Hat es deshalb auch eine Weile gedauert, dass Sie Ihren Vertrag verlängert haben?

Wir haben schon frühzeitig darüber gesprochen, aber ich habe den Vorstand gebeten, dass wir mit der Verlängerung noch etwas warten, uns die Entwicklung der Saison anschauen und dann bewerten, ob es emotional eine gute Entscheidung für den FC ist, wenn ich weitermache. Unabhängig davon, dass der Vorstand davon überzeugt ist, dass es inhaltlich eine gute Entscheidung ist. Die Verzögerung lag an mir.

Wie beschreiben Sie Ihre Fehlerkultur?

Wenn ich einen Fehler gemacht habe, rege ich mich erstmal sehr über mich auf und stehe dann dazu.

Welcher Fehler ist Ihnen beim FC unterlaufen?
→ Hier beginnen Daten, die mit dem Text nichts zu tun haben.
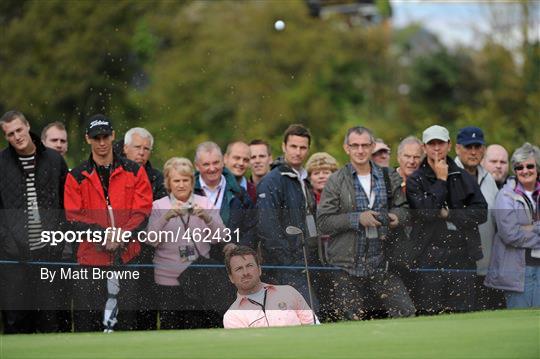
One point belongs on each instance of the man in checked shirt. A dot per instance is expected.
(356, 211)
Was ich besser machen muss, ist, in der einen oder anderen Situation mehr Konsequenz walten zu lassen. Wenn Sachen den Erfolg gefährden, muss ich sie direkt ansprechen, den Finger in die Wunde legen und Änderung herbeiführen. Vor und in der Saison 2023/24 gab es Dinge, bei denen ich heute konsequenter wäre. Ich bin grundlegend ein konsequenter Mensch, aber manchmal stehen der Konsequenz Kulturbarrieren im Weg. Deshalb muss man für einen gewissen Zeitraum intern eine negative Stimmung in Kauf nehmen und die Komfortzone bzw. Verhaltensmuster aufbrechen.

Im Moment ist die Stimmung positiv. Der FC steht auf Platz eins und kann aufsteigen. Was muss passieren, damit es am Ende tatsächlich klappt?

Es ist für uns elementar, aus dem Kopf zu bekommen, was im Mai passieren könnte. Dass wir verinnerlichen, dass es aus sportlicher Sicht nur auf das Hier und Jetzt ankommt. Das Hier und Jetzt ist das Trainingslager und die Vorbereitung auf das erste Spiel gegen den HSV. Dann zählt das HSV-Spiel, das eine Botschaft für das Heimspiel gegen Elversberg mitgibt. Wir tun gut daran, uns immer nur die nächste Aufgabe anzusehen und sie erfolgreich zu erledigen. Auch, weil wir wissen, wie kurz der Weg in der FC-Kultur zwischen himmelhochjauchzend und zu Tode betrübt sein kann. Deswegen ist es auch im Innenverhältnis wichtig, kleine Schritte zu machen.

Wir haben uns demnächst wirtschaftlich komplett saniert, sind wieder voll handlungsfähig. Wir haben die Infrastruktur ein gutes Stück verbessert, die Organisation und auch die Kultur. Aber wir sind noch nicht so weit, wie wir sein wollen.
Christian Keller

Wie stellt sich der innere Zirkel den Einflüssen des Umfelds?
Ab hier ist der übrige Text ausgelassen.